Tag Archives: Martin Scorsese

Best of 2017 (So far)

27 Aug

Yes, I know it’s well past the halfway point of the year, but I’m lazy and have been splurging too much on TV instead of at the cinema so have patience with me. Looking back on the year we have seen a lot of good, bad, and ugly films hit theatres (looking at you, Emoji Movie) and so now it’s time to separate the wheat from the tares and give a rundown on what has stood out for me so far.  I’m not taking into account documentaries here – just narrative stuff and, as always, I’m counting anything that had a widespread theatrical release this year (so you might see some stuff leftover from late-2016 awards season):

 

10 –  Silence (Director: Martin Scorsese

Scorsese again brings his A-game to the table and creates a meditative, profoundly moving drama about the nature of faith. 7/10 

 

9 – Okja (Director: Bong Joon-Ho

Director Bong Joon-Ho puts a fresh spin on the human vs animal story trope and gets amazing performances from Tilda Swinton, Jake Gyllenhaal, and Seo Hyun-Ahn. 7/10 

8 – Raw (Director: Julia Ducournau)  

Blistering performances delicately combine with top-notch direction and impressive visuals to create a compelling and intimate take on teenage sexuality. Not for the faint of heart. 7/10 

7 – Wind River (Director: Taylor Sheridan)

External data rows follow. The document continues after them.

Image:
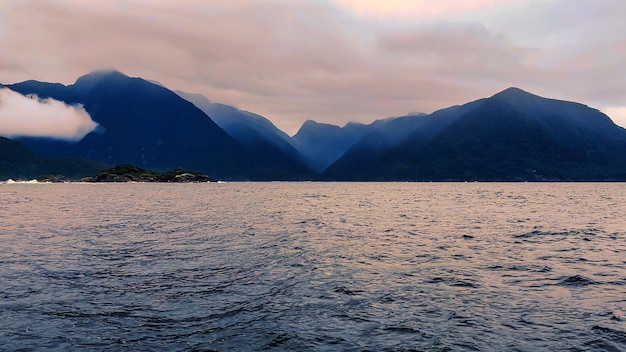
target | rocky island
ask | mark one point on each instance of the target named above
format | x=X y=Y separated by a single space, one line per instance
x=131 y=173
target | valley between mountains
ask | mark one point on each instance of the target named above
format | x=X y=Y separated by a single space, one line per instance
x=510 y=136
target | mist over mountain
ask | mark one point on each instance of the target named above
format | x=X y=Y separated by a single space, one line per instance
x=254 y=131
x=150 y=126
x=513 y=135
x=322 y=144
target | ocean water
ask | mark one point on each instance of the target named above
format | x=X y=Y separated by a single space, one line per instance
x=313 y=267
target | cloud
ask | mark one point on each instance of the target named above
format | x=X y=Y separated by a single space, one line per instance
x=412 y=8
x=30 y=116
x=330 y=60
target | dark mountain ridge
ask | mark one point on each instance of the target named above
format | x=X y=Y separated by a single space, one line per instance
x=150 y=126
x=253 y=130
x=511 y=136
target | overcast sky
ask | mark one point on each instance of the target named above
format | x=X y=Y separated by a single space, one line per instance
x=332 y=61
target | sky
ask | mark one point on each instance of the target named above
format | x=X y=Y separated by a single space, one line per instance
x=332 y=61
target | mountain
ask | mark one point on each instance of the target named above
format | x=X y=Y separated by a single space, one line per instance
x=513 y=135
x=322 y=144
x=254 y=131
x=17 y=161
x=145 y=124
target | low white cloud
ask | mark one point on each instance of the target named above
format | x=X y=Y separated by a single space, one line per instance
x=30 y=116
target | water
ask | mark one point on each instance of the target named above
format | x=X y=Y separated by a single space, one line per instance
x=313 y=267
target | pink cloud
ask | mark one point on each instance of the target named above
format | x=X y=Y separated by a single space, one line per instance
x=413 y=8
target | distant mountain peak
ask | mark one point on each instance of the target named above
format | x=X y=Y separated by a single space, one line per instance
x=514 y=93
x=89 y=80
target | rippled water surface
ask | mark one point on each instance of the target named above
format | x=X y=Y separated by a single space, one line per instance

A western thriller set deep within a Native American reservation, Wind River delivers the goods and once again proves Taylor Sheridan as one of the most powerful storytellers in the genre. 8/10 

6 – Free Fire (Director: Ben Wheatley

I haven’t had this much fun watching a shoot em’ up since I first saw the epic finale from The Good, The Bad, and the Ugly. Director Ben Wheatley heats up the action gradually over the film’s run time, but the juicy dialogue and impressive action never take a backseat to the consistent suspense and well-timed bits of humor. 8/10 

 

5 – Get Out (Director: Jordan Peele) 

It would be so, easy for this film to go bad. Creating an original and genuinely spooky horror flick is tricky enough, but Jordan peele outdid himself with his directorial debut and dared to spice up the genre with just the right amount of nuanced racial satire. Looking forward to seeing what Peele does next.

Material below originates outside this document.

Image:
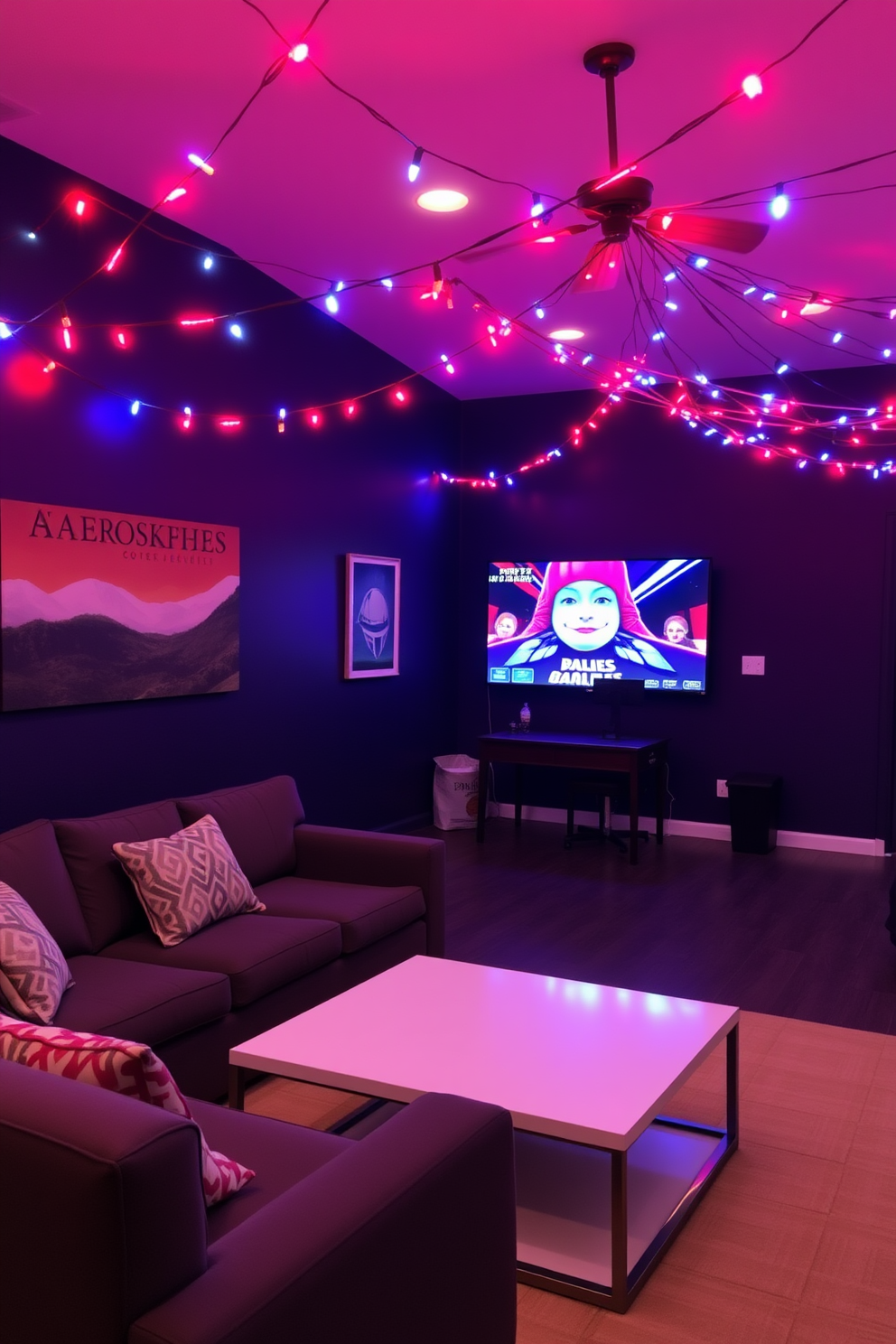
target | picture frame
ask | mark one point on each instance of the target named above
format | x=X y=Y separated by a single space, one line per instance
x=372 y=614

4 – It Comes At Night (Director: Trey Edward Shults) 

Speaking of horror, nothing all year had quite the same terrifying effect on me as It Comes At Night. A post-apocalyptic psychological drama that seems deep into your skull with the help of it’s claustrophobic cinematography and eerie-but-subtle score. 8/10 

3 – I Don’t Feel At Home In This World Anymore (Director: Macon Blair

There are few things everyone can seem to agree on in 2017, but one of them is the notion that people are becoming less and less nice to each other. A genre-infused piece that shows Macon Blair’s inherent directorial sensibilities,  I Don’t Feel At Home In This World Anymore is a deliciously clever and innovative take on the vigilante revenge story. It’s also incredibly suspenseful and drop-dead hilarious.

2 – The 4th (Director: Andre Hyland) 

Besides being the funniest movie of the year so far, The 4th might also be the most honest. Taking place over the course of 24 hours and shot on location in the streets of Los Angeles, the story unfolds around our hero Jamie as he tries to fight the increasingly unlucky happenstances around him in order to throw a cookout for Independence Day.  It’s also a brutal examination of the effects our modern passive-aggressive attitudes have on one another. 8/10

1 – Person to Person (Director: Dustin Guy Defa) 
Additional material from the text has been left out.